Argumentum ad exoticum

L’appel à l'exotisme ou argumentum ad exoticum est un argument fallacieux prétendant que quelque chose est mieux sous prétexte qu'il vient de loin. C'est un raisonnement erroné, car la qualité de quelque chose n'est pas dépendante de sa distance culturelle ou géographique, qui ici sert essentiellement à la rendre invérifiable.

La distance géographique ou culturelle d'une chose par rapport à nous n'est pas un critère valide pour déterminer sa qualité ou sa légitimité.

En philosophie

En philosophie, l'appel à l'exotisme peut être un moyen de naturaliser un discours, en affirmant que des peuples lointains le partagent, et souvent depuis des temps immémoriaux, ce qui le nimbe d'une légitimité indiscutable car invérifiable.

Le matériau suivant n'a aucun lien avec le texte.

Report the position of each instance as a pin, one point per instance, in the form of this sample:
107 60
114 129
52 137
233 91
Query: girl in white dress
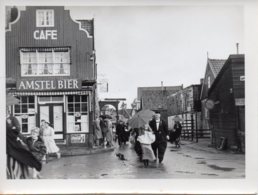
47 134
146 139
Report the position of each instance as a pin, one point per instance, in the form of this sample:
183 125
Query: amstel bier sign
44 85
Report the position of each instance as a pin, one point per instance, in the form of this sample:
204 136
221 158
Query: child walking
47 134
36 147
146 139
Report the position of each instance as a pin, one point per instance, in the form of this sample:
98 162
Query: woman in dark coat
19 158
177 133
121 133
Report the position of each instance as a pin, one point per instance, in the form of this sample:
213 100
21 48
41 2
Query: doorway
53 113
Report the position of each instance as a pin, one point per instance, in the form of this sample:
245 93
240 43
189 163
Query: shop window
77 119
25 113
45 18
209 82
51 99
45 62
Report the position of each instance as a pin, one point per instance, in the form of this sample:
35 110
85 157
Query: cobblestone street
192 160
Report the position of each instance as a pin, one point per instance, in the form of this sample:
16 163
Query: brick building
155 98
50 67
227 104
213 67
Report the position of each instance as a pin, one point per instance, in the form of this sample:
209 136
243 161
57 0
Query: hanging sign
41 85
45 34
209 104
77 138
239 101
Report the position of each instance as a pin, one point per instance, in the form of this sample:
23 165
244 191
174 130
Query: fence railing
195 134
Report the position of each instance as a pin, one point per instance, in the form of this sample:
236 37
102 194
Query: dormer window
45 18
209 82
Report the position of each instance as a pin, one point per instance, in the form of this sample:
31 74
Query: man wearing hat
159 128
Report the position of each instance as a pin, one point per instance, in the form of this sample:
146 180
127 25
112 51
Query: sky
142 46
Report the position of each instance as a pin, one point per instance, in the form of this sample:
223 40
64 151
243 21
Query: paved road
186 162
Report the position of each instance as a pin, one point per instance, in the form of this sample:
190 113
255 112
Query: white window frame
52 63
72 115
209 82
52 20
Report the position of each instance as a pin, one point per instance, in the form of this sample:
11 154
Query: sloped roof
159 88
124 112
216 65
87 25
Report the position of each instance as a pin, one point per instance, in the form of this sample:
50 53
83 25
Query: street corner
79 151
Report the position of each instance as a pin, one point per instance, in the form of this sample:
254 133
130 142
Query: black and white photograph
125 92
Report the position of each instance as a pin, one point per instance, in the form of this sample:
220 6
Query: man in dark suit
160 130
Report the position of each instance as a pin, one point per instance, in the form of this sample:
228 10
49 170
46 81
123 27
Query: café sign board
77 138
48 84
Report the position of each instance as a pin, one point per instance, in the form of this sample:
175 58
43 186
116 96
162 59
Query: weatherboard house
50 67
226 104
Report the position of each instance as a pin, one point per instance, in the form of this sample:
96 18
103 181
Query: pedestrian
20 161
47 134
103 130
146 139
121 133
97 132
109 133
177 133
160 130
37 148
135 133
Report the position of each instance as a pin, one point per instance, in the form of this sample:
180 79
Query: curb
65 152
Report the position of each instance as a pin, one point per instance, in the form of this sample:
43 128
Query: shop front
51 69
67 111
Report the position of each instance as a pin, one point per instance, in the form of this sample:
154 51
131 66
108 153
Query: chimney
201 81
237 45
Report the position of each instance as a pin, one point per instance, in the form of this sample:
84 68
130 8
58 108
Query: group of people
151 140
106 136
103 132
25 155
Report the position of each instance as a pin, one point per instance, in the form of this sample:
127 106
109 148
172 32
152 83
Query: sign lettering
48 84
45 34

Parmi les exemples célèbres, on peut trouver le Supplément au voyage de Bougainville, où Denis Diderot affirme que contre toute attente l'île polynésienne de Tahiti était étonnamment peuplée de philosophes des lumières libertins et rousseauistes, ou plus récemment les travaux de l'anthropologue Philippe Descola, qui affirme avoir retrouvé chez les peuples Achuars du Brésil très exactement et presque mot pour mot l'épistémologie développée à Paris par son collègue et ami Bruno Latour, qui s'est en retour servi de ces affirmations pour justifier sa propre théorie[1].

En science

L'appel à l'orient est aussi une stratégie commune pour justifier les pseudo-sciences, et disqualifier les méthodes de vérification fondées sur la logique (taxée d'occidentale).

Cette stratégie est particulièrement employé dans les pseudo-médecines, car l'attribution d'une méthode à une culture lointaine (« médecine orientale ») empêche toute vérification de la part d'un interlocuteur occidental, et permet de justifier toutes sortes de déclarations[2]. Les traditions médicales et spirituelles des pays asiatiques sont cependant extrêmement différentes les unes des autres (y compris au sein d'un même pays, notamment l'Inde ou la Chine), et ont connu de nombreuses évolutions pendant leur histoire[3] : l'essentialisation (c'est-à-dire la simplification fallacieuse et fixiste) de pratiques dites « orientales » procède donc toujours d'une tentative de tromperie.

L'expression « médecine traditionnelle chinoise » (ou parfois tibétaine) est également employée abusivement pour vendre toutes sortes de produits de soins, qui n'ont bien souvent aucun rapport avec la pharmacopée chinoise historique, ou en sont des éléments isolés de manière arbitraire pour des raisons commerciales[2]. Par ailleurs, l'argument d'une médecine chinoise qui procèderait d'une philosophie radicalement différente de la médecine scientifique ne résiste pas à l'examen rigoureux de l'histoire de cette discipline, les médecins chinois ayant développé des méthodes scientifiques rationnelles dès l'antiquité, ayant plus tard reçu une influence européenne grâce aux jésuites qui furent médecins officiels de l'empereur lors de leur arrivée en Chine au XVIe siècle-XVIIe siècle, et ayant ensuite participé en retour d'une manière significative à l'apparition de la médecine scientifique moderne[4]. En conséquence, les produits vendus en Europe sous couvert de médecine chinoise sont généralement plus issus de superstitions populaires que le fruit de la vraie tradition médicale chinoise, et ont au mieux des effets inexistants, au pire des effets aléatoires[2].

Notes et références

  1. (sv) Andreas Malm, Stormens utveckling: att leva i den globala uppvärmningens tid, Modernista, 2020.
  2. a b et c Anton Suwalki, « Médecine traditionnelle chinoise : attention, certains remèdes sont toxiques ! », sur contrepoints.org, .
  3. Philippe Sionneau, « Histoire succincte de la médecine chinoise ».
  4. (en) Feng Han, The Chinese view of nature : tourism in China’s scenic and historic interest areas, Shanghai, Thèse de doctorat de l'université de Tongji, , 270 p. (lire en ligne).